In Europe we are already quite well positioned with offices in the UK, Germany and Cyprus. In addition, we also cover Asia with locations in India and Taiwan. However, until the end of last year we were missing locations covering the important American time zones.

So where to? Canada? Politically uncertain. USA? High level of education but expensive. Some of our customers are currently deliberately reducing skilled labor in the United States and are rebuilding new capacities in Central and South America. That also made us think.
In South America, Argentina and Chile stand out with high educational standards. Potentially qualified employees for our remote transformation would be available. No question. Relatively high unemployment figures on the one hand, a noticeable tendency towards agile working methods, visible through a relatively high number of agile coaches with Scrum and SAFe certifications in connection with a pronounced want-to attitude speaks for it.From our point of view, rather unstable political conditions and difficult to assess legal security rather against it.

But there is something else, a small country, big like Lower Saxony in Germany, coasts and beaches almost all around, Pacific and Caribbean. Lots of nature in 5 different climate zones. Costa Rica abolished its army several years ago and redirected the budget to education and nature conservation. The result can be felt and seen today.
Rain forests have been reforested and are now protecte;  With professors and lecturers recruited from abroad, a university system was built up that today is probably one of the best in Central and South America. Visible results for us are graduates with expandable qualifications for our complex services.
In addition, the otherwise rather socialist government seems to have understood the importance of digital infrastructure.
In the Uvita area, where we were looking for a new kyona office location, 300 Mbit fiber optic lines for Internet connections were also laid in the rainforest.

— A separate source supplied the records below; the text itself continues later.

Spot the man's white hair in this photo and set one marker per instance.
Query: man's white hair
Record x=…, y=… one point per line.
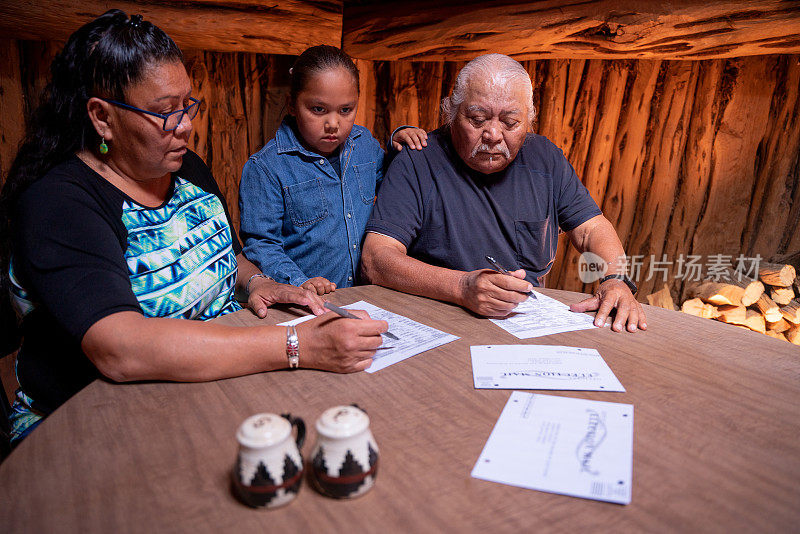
x=500, y=69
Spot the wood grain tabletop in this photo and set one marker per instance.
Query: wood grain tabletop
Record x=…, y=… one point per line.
x=716, y=449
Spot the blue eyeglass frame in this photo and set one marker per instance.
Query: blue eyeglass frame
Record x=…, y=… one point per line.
x=184, y=111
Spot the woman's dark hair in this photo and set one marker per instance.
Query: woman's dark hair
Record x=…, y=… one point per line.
x=317, y=59
x=102, y=58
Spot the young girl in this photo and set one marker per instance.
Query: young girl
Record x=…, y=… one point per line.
x=306, y=196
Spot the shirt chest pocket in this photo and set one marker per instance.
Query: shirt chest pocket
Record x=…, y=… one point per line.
x=305, y=202
x=536, y=244
x=365, y=175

There, more and more digital communities are formed from freelance organized programmers and other digital nomads working online. They live and work in tiny houses scattered on the hillside overlooking the Pacific.
An interesting culture with freedom, personal responsibility and a “want to attitude” is emerging here.

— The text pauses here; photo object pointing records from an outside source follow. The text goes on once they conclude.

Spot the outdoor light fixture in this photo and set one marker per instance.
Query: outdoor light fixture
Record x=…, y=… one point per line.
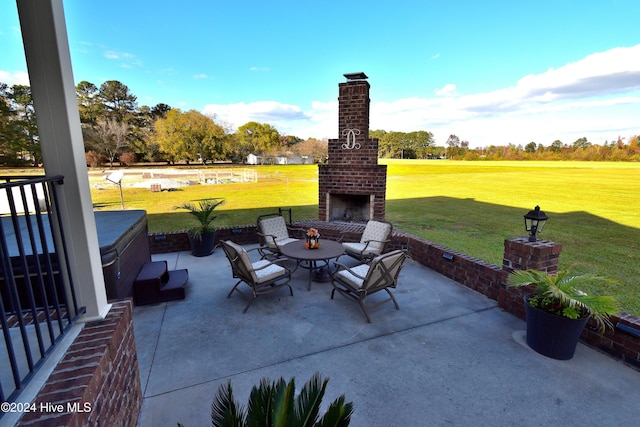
x=534, y=222
x=116, y=178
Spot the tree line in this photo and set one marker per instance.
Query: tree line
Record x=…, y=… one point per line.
x=116, y=129
x=580, y=149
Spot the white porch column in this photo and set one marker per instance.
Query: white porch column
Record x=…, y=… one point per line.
x=46, y=48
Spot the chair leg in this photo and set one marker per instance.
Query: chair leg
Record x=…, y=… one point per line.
x=364, y=309
x=233, y=289
x=393, y=299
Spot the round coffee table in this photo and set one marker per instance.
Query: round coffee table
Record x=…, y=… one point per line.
x=327, y=251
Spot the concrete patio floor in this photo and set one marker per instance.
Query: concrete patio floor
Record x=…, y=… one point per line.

Our contact Jorge, for example, lives and works on a large, covered terrace, PC with 2 large screens and gaming chair as well as a conference table made from old surfboards and various guitars and amplifiers are evidence of a way of life that brings work and leisure into harmony.
The community in the rainforest can only be reached via bumpy jungle roads. You need a 4×4 to get there.

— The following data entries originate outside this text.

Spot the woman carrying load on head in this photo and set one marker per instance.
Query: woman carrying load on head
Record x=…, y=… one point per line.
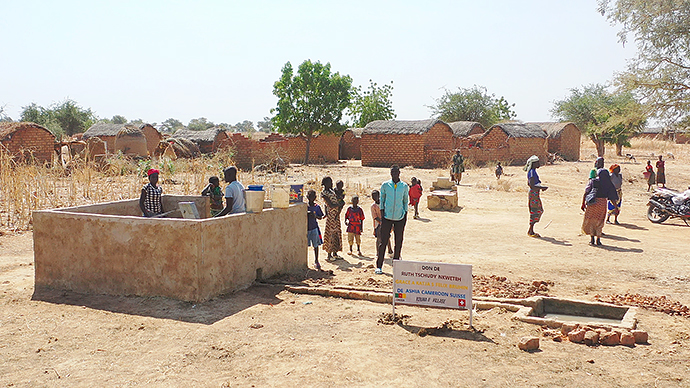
x=615, y=206
x=595, y=207
x=535, y=188
x=332, y=236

And that’s exactly what colleagues use around 4 pm when they head towards the beach with their surfboards for a break. An hour of surfing is announced. Then a cool beer as a sundowner on the beach before the next video conference with an international cast.

The model seems attractive;Jafet, who used to be a ranger in the national park and introduced tourists to the peculiarities of Costa Rican nature through the jungle, now works as a software tester in Jorge’s team. He is very satisfied with his new style of life, more freedom, more money and still in nature every day.
The government seems to have understood the positive effect of the new Internet culture on the young population, as it is trying to bring more digital nomads into the country by changing the laws and encouraging them to stay longer.
Overall, the mentality of young Costa Ricans is peaceful, friendly, positive and constructive.
Our new colleagues from the kyona group CR SA fit seamlessly into our global teams and are seen as an asset to everyone.
Costa Rica is certainly not a tax-saving model. Corporate taxes are similar to those in Germany. However, it seems to us to be an ideal place for a “kyona Collaboration Hub”, a place where online collaboration in international teams and the joy of life in beautiful nature can be perfectly combined.